Kidney Island (Isla Celebroña) so called due to its shape, is a small island with a land area of 33 ha, to the east of East Falkland, not far from Stanley. It lies is at the east end of Berkeley Sound near Kidney Cove, and is separated from Port William by Menguera Point. It is a nature reserve and, unlike most of the main islands, is still covered in tussac grass. Its wildlife includes penguins and sea lions. It is one of only three places in the archipelago where king penguins breed; the others are Saunders Island and Volunteer Point on East Falkland.

==History==
During the Falklands War, on 1 May 1982, Islas Malvinas GC82, an Argentine Z-28 type naval patrol boat was damaged near the island by a Westland Lynx HAS.Mk.2/3 helicopter from HMS Alacrity.

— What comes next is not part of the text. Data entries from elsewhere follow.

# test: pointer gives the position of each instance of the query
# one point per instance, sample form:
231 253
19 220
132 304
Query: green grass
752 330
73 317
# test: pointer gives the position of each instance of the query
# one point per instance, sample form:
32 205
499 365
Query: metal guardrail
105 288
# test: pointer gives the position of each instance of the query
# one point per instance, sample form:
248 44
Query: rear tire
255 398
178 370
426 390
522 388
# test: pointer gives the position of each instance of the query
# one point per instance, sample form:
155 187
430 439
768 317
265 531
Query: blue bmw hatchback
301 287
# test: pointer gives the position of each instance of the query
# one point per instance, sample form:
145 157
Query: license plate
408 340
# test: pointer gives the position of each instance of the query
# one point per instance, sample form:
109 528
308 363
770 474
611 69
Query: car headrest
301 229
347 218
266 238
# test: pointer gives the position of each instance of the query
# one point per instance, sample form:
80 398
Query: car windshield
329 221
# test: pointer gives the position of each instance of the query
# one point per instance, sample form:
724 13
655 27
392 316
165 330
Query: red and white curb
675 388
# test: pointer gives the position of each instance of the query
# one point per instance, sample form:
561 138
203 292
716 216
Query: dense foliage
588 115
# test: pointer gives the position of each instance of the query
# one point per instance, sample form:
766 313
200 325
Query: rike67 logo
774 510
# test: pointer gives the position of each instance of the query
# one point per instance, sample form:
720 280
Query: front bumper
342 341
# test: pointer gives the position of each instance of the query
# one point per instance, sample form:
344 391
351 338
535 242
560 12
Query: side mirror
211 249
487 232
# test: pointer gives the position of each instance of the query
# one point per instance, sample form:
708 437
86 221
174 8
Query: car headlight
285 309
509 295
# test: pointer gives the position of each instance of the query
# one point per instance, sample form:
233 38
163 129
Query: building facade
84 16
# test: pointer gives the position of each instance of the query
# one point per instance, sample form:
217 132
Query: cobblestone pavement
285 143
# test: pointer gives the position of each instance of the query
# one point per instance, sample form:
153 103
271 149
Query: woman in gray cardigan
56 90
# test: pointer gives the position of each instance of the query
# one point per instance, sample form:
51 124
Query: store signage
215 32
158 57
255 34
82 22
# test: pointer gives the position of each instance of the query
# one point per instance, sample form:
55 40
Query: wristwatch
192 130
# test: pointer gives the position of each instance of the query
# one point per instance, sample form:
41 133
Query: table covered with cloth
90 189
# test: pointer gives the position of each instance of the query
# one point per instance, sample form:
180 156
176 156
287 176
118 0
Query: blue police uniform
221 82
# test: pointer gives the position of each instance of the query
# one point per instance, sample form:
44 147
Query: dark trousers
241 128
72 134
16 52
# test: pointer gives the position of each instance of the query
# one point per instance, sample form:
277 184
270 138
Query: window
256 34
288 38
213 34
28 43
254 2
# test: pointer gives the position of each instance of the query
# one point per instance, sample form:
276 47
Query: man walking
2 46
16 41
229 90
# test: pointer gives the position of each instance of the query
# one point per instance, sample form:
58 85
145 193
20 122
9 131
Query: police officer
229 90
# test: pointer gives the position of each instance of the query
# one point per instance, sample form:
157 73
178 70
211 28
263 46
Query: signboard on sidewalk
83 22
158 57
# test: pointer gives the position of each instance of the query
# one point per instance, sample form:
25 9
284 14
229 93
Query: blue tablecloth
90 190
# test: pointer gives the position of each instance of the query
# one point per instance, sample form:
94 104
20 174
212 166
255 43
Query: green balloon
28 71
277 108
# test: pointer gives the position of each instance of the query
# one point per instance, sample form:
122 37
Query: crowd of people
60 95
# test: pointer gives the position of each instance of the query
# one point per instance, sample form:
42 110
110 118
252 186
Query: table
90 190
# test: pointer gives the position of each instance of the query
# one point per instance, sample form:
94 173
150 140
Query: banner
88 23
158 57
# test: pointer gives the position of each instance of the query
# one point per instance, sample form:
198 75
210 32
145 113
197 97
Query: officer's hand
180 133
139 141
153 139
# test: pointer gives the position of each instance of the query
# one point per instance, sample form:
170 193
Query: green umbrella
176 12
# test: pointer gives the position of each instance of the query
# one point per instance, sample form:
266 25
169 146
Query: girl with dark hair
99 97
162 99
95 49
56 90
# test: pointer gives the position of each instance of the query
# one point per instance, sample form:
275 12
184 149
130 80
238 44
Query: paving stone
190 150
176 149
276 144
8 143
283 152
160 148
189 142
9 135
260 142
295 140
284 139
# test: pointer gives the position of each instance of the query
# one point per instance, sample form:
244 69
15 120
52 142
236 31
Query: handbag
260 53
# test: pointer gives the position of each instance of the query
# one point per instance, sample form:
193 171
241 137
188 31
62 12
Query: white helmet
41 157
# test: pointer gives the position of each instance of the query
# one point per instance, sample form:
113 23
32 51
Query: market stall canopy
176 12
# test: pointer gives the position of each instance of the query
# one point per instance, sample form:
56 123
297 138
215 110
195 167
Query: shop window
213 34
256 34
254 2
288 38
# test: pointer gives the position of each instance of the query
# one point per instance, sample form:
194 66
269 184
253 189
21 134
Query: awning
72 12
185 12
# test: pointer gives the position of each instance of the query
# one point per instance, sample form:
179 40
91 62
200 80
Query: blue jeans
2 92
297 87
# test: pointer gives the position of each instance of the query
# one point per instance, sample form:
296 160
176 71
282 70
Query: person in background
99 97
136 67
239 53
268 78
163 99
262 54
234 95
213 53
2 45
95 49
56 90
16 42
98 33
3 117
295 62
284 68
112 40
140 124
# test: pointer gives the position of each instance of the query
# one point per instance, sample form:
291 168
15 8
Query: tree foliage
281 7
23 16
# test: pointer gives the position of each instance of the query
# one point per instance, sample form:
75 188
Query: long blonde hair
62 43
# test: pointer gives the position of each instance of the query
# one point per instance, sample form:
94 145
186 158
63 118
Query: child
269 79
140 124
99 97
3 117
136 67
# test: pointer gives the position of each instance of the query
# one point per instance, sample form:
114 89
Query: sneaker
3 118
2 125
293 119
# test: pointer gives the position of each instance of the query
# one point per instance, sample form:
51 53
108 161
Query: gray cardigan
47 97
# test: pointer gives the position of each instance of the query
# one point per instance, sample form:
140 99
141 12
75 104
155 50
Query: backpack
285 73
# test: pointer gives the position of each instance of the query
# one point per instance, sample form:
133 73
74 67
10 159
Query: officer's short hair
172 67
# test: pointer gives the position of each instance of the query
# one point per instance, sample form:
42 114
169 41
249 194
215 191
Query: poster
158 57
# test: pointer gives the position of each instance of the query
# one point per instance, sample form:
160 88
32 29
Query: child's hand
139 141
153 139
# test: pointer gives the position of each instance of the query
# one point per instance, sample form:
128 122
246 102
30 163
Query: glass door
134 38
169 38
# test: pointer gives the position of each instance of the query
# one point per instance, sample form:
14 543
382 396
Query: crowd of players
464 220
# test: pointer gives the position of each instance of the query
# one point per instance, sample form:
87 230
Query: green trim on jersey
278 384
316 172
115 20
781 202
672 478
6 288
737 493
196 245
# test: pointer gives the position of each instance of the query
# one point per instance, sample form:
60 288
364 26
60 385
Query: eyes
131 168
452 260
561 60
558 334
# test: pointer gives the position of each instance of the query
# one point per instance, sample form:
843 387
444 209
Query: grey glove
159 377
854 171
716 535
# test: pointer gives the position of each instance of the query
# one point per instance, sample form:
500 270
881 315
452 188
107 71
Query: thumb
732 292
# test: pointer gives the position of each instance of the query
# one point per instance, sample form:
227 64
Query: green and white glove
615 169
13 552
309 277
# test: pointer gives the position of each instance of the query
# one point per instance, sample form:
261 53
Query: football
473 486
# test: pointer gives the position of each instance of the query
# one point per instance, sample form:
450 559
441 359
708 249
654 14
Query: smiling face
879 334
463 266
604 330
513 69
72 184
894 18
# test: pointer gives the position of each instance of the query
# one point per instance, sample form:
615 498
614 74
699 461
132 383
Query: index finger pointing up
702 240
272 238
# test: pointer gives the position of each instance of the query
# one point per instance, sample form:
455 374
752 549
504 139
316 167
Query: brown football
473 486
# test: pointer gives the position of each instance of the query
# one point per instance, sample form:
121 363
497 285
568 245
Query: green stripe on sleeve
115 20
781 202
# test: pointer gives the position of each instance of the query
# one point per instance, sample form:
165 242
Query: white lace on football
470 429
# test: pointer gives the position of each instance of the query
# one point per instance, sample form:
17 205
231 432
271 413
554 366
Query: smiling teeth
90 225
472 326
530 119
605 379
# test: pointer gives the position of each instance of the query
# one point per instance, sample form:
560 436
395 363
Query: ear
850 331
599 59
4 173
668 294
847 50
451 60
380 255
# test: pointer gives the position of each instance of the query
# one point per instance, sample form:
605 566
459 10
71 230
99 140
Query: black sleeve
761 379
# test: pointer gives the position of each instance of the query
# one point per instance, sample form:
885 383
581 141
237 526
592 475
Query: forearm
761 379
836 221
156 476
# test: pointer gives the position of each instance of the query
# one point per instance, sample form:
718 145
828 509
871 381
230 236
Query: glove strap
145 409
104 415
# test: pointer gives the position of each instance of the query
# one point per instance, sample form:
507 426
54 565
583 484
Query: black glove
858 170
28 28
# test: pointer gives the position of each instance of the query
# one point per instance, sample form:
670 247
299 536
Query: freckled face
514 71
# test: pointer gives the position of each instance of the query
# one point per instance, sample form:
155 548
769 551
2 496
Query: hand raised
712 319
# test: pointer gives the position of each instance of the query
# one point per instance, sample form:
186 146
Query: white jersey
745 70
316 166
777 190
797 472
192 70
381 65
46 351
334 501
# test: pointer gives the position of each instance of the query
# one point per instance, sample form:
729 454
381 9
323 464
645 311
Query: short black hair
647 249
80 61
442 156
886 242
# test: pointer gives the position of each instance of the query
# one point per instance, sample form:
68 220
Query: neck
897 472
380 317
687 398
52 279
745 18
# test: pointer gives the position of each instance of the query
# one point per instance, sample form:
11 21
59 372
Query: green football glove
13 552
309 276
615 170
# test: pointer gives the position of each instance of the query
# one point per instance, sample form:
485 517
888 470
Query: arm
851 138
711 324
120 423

The helicopter was also badly hit by return fire from the Argentine armed coaster ARA Forrest.

==Important Bird Area==
Kidney Island, together with the nearby and much smaller Cochon Island, has been identified by BirdLife International as an Important Bird Area (IBA). Birds for which the site is of conservation significance include Falkland steamer ducks (15 breeding pairs), southern rockhopper penguins (500 pairs), Magellanic penguins, white-chinned petrels (1000 pairs), sooty shearwaters, blackish cinclodes and Cobb's wrens.